Since we used to be boys, we expect to have a natural companionship with our grandsons; we may be somewhat alike, and we are likely to enjoy some of the same activities. Still, we need to be intentional about building a close connection with our grandsons and raising up young men of character. We can help give them a healthy model of what it means to be a boy, a man, a father, and even a grandfather.

Here are four things boys need from their grandfathers:


Grandsons need a grandfather who is thinking about their future and taking action to prepare them for that future—whether we’re talking about tomorrow, next week, next year, or ten years from now.  Financial planning is a good comparison, because our regular, consistent investments will pay rich dividends for our grandsons’ future.

We could talk about helping a grandson plan his vocational future, which is much more than grooming him to become a doctor, mechanic, computer technician or musician. You want him to have a fulfilling career that pays the bills and contributes to society.

There’s his relational future—talking about what to look for in a mate, discussing what it takes to make a marriage work, and having regular discussions about how he relates to the opposite sex.

Third, give some thought to supporting the other adults around him in carrying out rites of passage—benchmarks along the way that help signal new levels of maturity and responsibility, and that affirm him as a beloved grandson.

Also, I’d suggest listing some skills, attitudes, and values to instill in your grandson. You might include financial stewardship, the ability to delay gratification, prayer, basic auto maintenance, thankfulness, perseverance, honesty, a work ethic, modesty, or family togetherness. Make a list, and check it from time to time as a reminder. You’ve heard the saying: if you fail to plan, you have planned to fail.

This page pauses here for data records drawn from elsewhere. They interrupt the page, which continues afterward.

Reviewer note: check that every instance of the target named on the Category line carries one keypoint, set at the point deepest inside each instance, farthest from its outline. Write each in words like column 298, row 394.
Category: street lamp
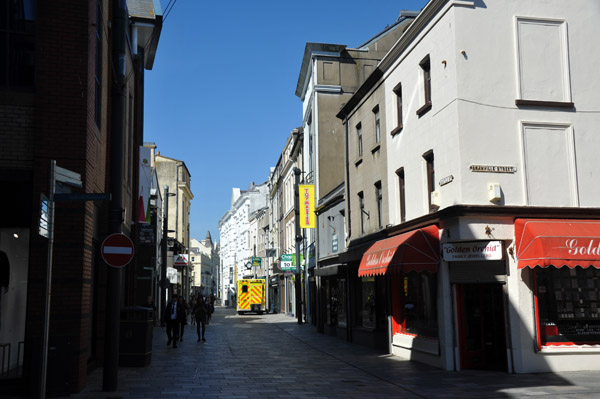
column 163, row 269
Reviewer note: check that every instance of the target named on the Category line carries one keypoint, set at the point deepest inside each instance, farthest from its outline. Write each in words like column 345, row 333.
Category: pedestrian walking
column 172, row 318
column 183, row 321
column 150, row 304
column 210, row 308
column 200, row 313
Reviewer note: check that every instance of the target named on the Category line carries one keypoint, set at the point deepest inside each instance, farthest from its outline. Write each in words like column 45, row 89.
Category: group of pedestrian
column 176, row 316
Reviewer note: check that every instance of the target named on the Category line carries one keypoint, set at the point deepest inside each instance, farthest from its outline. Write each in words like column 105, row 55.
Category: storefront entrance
column 481, row 327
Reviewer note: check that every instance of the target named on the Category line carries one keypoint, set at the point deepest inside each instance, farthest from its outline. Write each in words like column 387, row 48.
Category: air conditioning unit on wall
column 435, row 198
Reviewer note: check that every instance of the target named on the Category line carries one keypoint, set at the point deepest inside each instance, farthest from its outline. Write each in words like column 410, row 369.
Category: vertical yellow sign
column 307, row 206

Our grandsons need reference points, and usually, actions speak louder than words. Living a responsible lifestyle can impact our grandchildren and their children for generations. That’s the kind of power our example can have. A grandfather’s example really encompasses all aspects of life. But let me mention a few areas where we need to be intentional about modeling:

First is our emotions. We can help our grandsons regulate their emotions and express them in responsible ways as they watch us. A lot of men hide their emotions, like they are a weakness. But our grandsons need to see our feeling side; it’s a vital part of who we are. We need to learn to regulate our anger—and other emotions—and be a positive model.

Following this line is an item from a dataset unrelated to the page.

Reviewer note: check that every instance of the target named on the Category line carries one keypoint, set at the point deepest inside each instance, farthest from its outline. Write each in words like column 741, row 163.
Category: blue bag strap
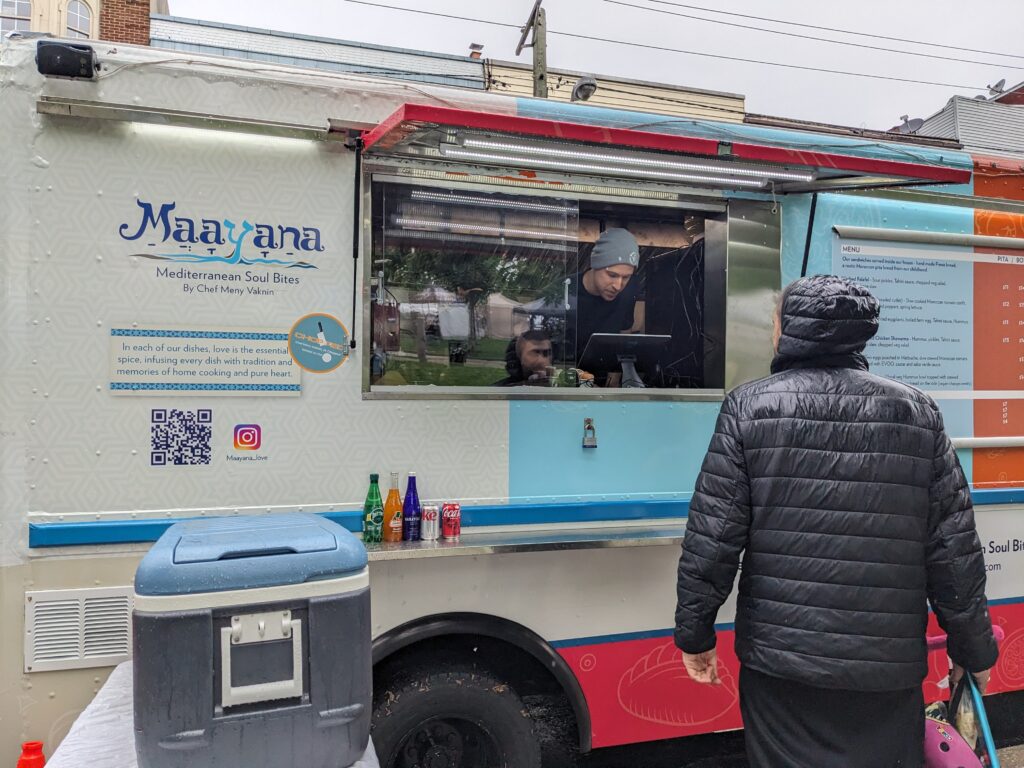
column 986, row 731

Our grandsons also need to see an example of good husbands, especially boys who have experienced a family break-up. When we do the work to build a strong marriage—the communication, the thoughtful gestures and so on—that creates powerful pictures for a son.

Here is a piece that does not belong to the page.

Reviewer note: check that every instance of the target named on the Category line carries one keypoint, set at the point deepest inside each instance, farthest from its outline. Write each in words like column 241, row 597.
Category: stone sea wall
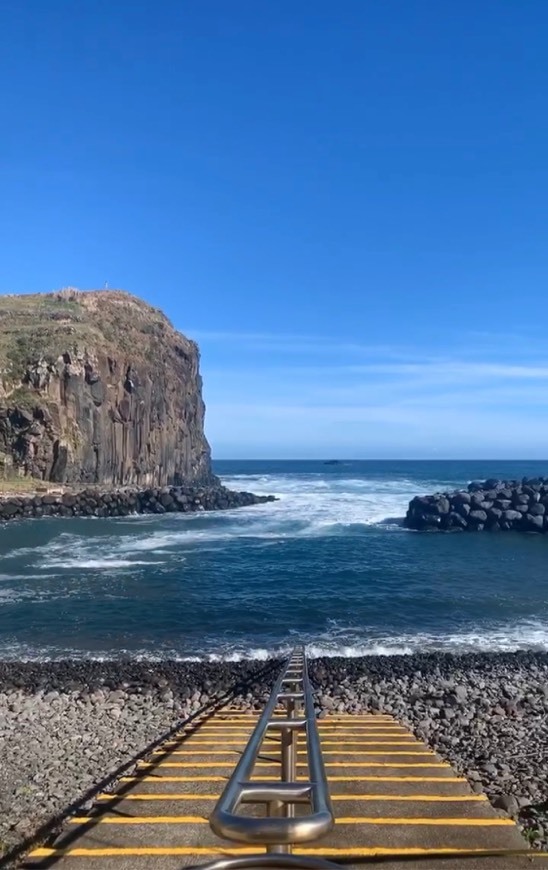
column 491, row 504
column 122, row 502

These are events, experiences, or habits that help to activate your grandson’s faith and teach him what it means to live a life that looks out beyond himself. We can focus on three areas that are important to a son’s moral development:

Respect for authority. Recently I told a group of young women that, as they think about what

they want in a husband, it’s important to ask, Does he respond to authority in a proper way? Does he respect those who are over him? Submitting to authority will help teach a grandson humility.  

Spiritual vitality. Grandfathers, by your example, your son will gain an appreciation for prayer and other acts of devotion. Many fathers are absent from equipping their sons in this area, and if boys grow up without a masculine model of spiritual vitality, they may view faith as a feminine pursuit. But a real man shows both compassion and strength, humility and decisiveness. So while we strive to model submission, humility and love, we also need to show our grandsons that walking by faith also requires toughness, resourcefulness, and courage.

Real-life experiences of service: memorable, life-changing events and acts of service. Help give your grandson many experiences serving others, from the family whose car has broken down on the side of the road, to the inner-city project or homeless shelter in your community, to the missions trip to Brazil. Maybe these could even be combined with rites of passage activities with your grandson.


We need to cultivate love—or responsible action toward others—in our grandsons.

Good communication is vital. We grandfathers need to make communication a high priority, so we’re teaching our grandsons by example and through practice. In a nutshell, we listen first before making our opinions known, and we do away with lectures in favor of two-way discussions. We’re also open to receiving feedback, even if it’s negative. These are all demonstrations of love.

The other key factor is closely related, but worth mentioning separately: showing affection. Boys with affectionate male role models develop positive self-esteem, they tend to thrive in schoolwork, and have fewer gender identity issues. So, along with those pats on the back and tousles of the hair, give your grandson a big, old-fashioned bear hug—and do it often.

Verbal affection is important as well. Positive words give grandsons confidence and belonging, and again provide a model of a man who can express love in healthy ways. We need to tell our grandsons how much they means to us, point out their positive character traits, and just say, “I love you, and I’m proud to be your grandfather.”